Allergies cutanées à la hausse, le CO2 favorise le pollen

L'impact de la pollution atmosphérique – amélioré par le changement climatique – ne se limite pas au système respiratoire, spécifient les dermatologues. La peau est constamment exposée à l'environnement et dirige directement l'augmentation des particules, des oxydes d'azote et d'autres substances toxiques, qui compromettent la barrière cutanée et favorisent des affections telles que l'acné, l'eczéma et l'inflammation chronique. « La recherche – continue Dattola – a montré que la pollution de l'air aggrave non seulement les conditions pré-existantes, mais peut également contribuer à l'apparition de nouvelles pathologies cutanées, ce qui rend la peau plus sensible aux infections et aux allergies. L'incidence des maladies inflammatoires et infectieuses augmente de manière significative après des événements météorologiques extrêmes tels que les inondations et les vagues thermiques ».

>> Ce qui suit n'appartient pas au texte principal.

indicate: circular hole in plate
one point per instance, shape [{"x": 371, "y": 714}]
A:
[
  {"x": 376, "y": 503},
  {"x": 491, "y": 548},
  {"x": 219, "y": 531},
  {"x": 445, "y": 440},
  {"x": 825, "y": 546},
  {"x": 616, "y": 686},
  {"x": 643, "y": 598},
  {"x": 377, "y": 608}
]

Des températures plus élevées et des concentrations élevées de CO2 stimulent la croissance des plantes allergènes, augmentant la présence de pollen dans l'air. Un risque concret pour ceux qui sont prédisposés aux allergies cutanées, avec des événements tels que l'urticaire et la dermatite allergique. « Les conditions climatiques mutables peuvent influencer la distribution géographique des allergènes et des agents pathogènes, rendant les gens plus vulnérables aux nouvelles formes d'allergies et d'infections cutanées – ajoute l'expert – pense simplement que l'augmentation de l'humidité relative et de la pluie dans certaines régions favorise également la prolifération des moules et de la poudre, avec une aggravation consécutive de la cntoute atopique et d'autres conditions allaigiques.

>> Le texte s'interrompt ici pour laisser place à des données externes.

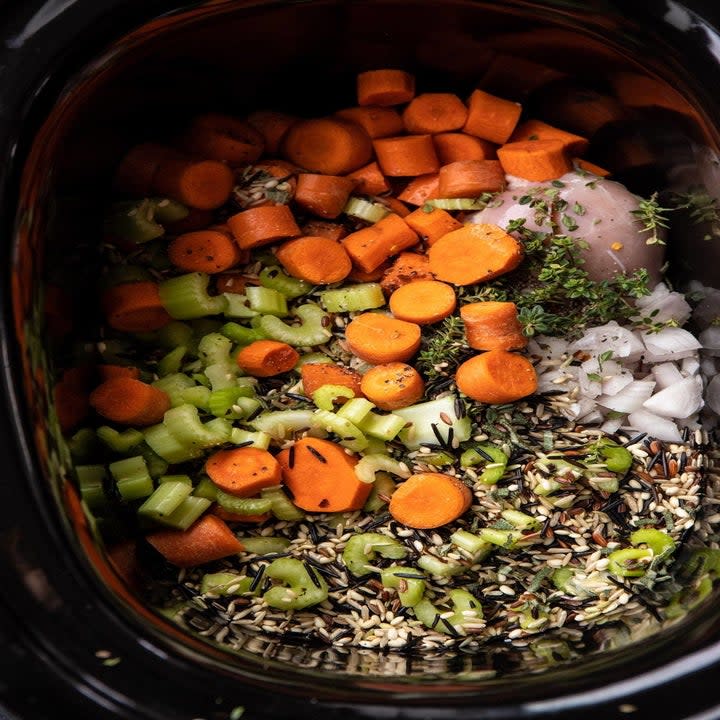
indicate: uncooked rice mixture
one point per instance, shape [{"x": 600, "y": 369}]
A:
[{"x": 589, "y": 495}]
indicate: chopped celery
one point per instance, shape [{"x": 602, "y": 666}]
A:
[
  {"x": 275, "y": 278},
  {"x": 383, "y": 427},
  {"x": 311, "y": 331},
  {"x": 240, "y": 334},
  {"x": 366, "y": 210},
  {"x": 187, "y": 512},
  {"x": 243, "y": 506},
  {"x": 260, "y": 439},
  {"x": 368, "y": 465},
  {"x": 214, "y": 347},
  {"x": 266, "y": 301},
  {"x": 174, "y": 385},
  {"x": 91, "y": 479},
  {"x": 298, "y": 589},
  {"x": 132, "y": 478},
  {"x": 350, "y": 436},
  {"x": 265, "y": 545},
  {"x": 491, "y": 457},
  {"x": 352, "y": 298},
  {"x": 434, "y": 565},
  {"x": 355, "y": 410},
  {"x": 279, "y": 424},
  {"x": 225, "y": 583},
  {"x": 186, "y": 297},
  {"x": 408, "y": 581},
  {"x": 238, "y": 306},
  {"x": 120, "y": 441},
  {"x": 324, "y": 397},
  {"x": 360, "y": 550},
  {"x": 431, "y": 417},
  {"x": 164, "y": 500},
  {"x": 281, "y": 506}
]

Non seulement la chaleur, mais aussi les températures rigides représentent un risque. En Chine, une augmentation de 160% des visites de dermatite atopique a été observée lorsque la température baisse en dessous de zéro par rapport à la moyenne optimale de 22,8 ° C au Japon, une étude sur plus de 100 000 enfants a révélé qu'une faible pression de vapeur atmosphérique augmente le risque de développer une dermatite atopique au cours des trois premières années de vie de 26%. Le changement climatique compromet également la disponibilité et la qualité des ressources en eau, fondamentales pour la santé de la peau. La rareté de l'eau et la contamination des sources augmentent le risque d'infections cutanées, en particulier après des événements catastrophiques tels que des inondations qui n'épargnent plus notre pays – observer les dermatologues – en particulier dans certaines régions centrales-nord.

Sans accès à l'eau, les gens sont plus vulnérables aux infections cutanées, les propositions de sidemast

« Sans accès à l'eau propre et sûre – ajoute Dattola – les gens sont plus vulnérables aux infections cutanées. L'eau contaminée peut contenir des bactéries pathogènes et des produits chimiques nocifs qui peuvent modifier le microbiome cutané en prédisposant la peau à l'irritation, aux infections fongiques et aux inflammations chroniques ».

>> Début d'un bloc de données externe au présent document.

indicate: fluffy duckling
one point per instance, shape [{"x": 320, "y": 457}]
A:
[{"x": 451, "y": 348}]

Selon les dermatologues, une approche intégrée est nécessaire pour faire face à ces risques, ils soulignent les experts de Sidemast. « Les effets du changement climatique sur la peau sont multiples et complexes, interconnectés par divers facteurs environnementaux – conclut Giuseppe Argenziano, président de Sidemast – il est donc nécessaire d'adopter des mesures d'atténuation et d'adaptation pour traiter ces défis et protéger la santé dermatologique de la population. Politiques environnementales avec des politiques environnementales.

« La promotion de la sensibilisation et de l'éducation sur les soins de la peau à une époque de changement climatique est essentielle pour prévenir les risques et améliorer le bien-être des personnes. En même temps, il est essentiel que la recherche scientifique se poursuit dans l'analyse des effets environnementaux sur la santé de la peau, afin de développer des solutions innovantes pour la protéger et d'empêcher les pathologies dermatologiques », concluent des solutions innovantes.